Introduction: Systemic infections, particularly acute respiratory infections, are recognized triggers of acute coronary syndromes (ACS). They may precipitate plaque destabilization through systemic inflammation, endothelial dysfunction, and platelet activation, thereby lowering the threshold for plaque rupture or erosion. (1,2)
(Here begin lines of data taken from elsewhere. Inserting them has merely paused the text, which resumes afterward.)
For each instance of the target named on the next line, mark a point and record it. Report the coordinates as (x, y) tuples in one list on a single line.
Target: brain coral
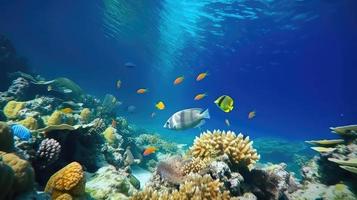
[(24, 174), (216, 143), (69, 179), (195, 187), (6, 138), (12, 108)]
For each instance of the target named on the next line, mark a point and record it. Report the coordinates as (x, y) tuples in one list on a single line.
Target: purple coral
[(48, 152)]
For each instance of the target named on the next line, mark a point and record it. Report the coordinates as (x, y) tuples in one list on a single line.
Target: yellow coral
[(196, 187), (69, 179), (238, 148), (55, 118), (109, 135), (85, 115), (12, 108), (195, 165), (24, 173), (30, 123)]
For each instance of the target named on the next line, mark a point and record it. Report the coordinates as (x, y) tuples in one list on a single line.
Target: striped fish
[(21, 132), (186, 119)]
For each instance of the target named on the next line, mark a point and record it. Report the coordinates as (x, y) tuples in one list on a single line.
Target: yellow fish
[(200, 96), (201, 76), (227, 122), (67, 110), (160, 105), (251, 115), (225, 103), (118, 84)]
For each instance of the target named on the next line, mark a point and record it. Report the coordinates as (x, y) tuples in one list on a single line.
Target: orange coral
[(69, 179)]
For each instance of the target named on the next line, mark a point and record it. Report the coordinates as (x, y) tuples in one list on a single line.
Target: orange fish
[(251, 115), (141, 91), (149, 150), (200, 96), (179, 80), (114, 123), (201, 76)]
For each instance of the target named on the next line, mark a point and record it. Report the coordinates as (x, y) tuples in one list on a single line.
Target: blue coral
[(21, 132)]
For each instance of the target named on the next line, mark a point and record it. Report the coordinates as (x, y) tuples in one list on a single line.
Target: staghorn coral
[(24, 174), (6, 138), (195, 165), (30, 123), (55, 118), (85, 115), (216, 143), (196, 187), (48, 152), (12, 108), (69, 179)]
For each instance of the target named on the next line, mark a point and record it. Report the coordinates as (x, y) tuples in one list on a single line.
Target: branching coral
[(12, 108), (69, 179), (216, 143), (195, 187)]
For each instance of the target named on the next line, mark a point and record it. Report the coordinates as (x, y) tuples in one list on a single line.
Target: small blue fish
[(21, 132)]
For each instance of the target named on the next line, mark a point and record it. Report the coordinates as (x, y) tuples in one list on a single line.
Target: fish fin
[(200, 124), (205, 114)]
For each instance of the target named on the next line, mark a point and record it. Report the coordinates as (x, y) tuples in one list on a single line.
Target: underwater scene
[(178, 100)]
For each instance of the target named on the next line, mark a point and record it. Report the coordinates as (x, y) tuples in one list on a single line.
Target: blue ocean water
[(293, 62)]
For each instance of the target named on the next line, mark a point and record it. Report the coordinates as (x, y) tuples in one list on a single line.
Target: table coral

Case report: 59-year-old woman with no prior comorbidities was admitted to the Coronary Care Unit with acute heart failure following five days of persistent chest pain. During the same period, she experienced sustained fever accompanied by chills, rigors, and a dry cough. On admission, the patient was dyspneic and orthopneic and reported mild pressure in the left hemithorax. Laboratory tests showed elevated high-sensitivity troponin I (3546 ng/L), N-terminal pro-B-type natriuretic peptide (6225 pg/mL), and inflammatory markers (C-reactive protein 125 mg/L, leukocytes 11×109/L). Serial measurements demonstrated a gradual decline in hsTnI levels. Electrocardiography revealed ST-segment elevation in leads V1–V4 with Q-wave formation, while echocardiography confirmed akinesia of the apical, interventricular septal, and anterior walls, reduced left ventricular ejection fraction, and an apical thrombus (Figure 1). Given the concurrent fever and chest pain, acute myocarditis was initially included in the differential diagnosis. Chest X-ray showed extensive bilateral pneumonia, confirmed by MSCT pulmonary angiography (Figure 2). Coronary angiography performed the following day revealed occlusion of the ostial left anterior descending artery with heterocollateralization from other epicardial vessels, consistent with a subacute anterior ST-elevation myocardial infarction (Figure 3). The patient received broad-spectrum intravenous antibiotics and optimal pharmacological therapy for heart failure. Gradual cardiac recompensation was observed, with resolution of chest pain and a marked decline in inflammatory markers. She was discharged on the seventh day of hospitalization on optimized pharmacotherapy for coronary artery disease and heart failure, including anticoagulation with warfarin. Myocardial viability assessment is planned three months post-discharge to guide further interventional management.
Conclusion: This case highlights how acute infection and systemic inflammation can mask or mimic acute coronary syndromes, complicating the diagnosis and delaying definitive treatment. Early coronary evaluation should be considered in febrile patients presenting with chest pain and elevated cardiac biomarkers to ensure timely management and improve clinical outcomes.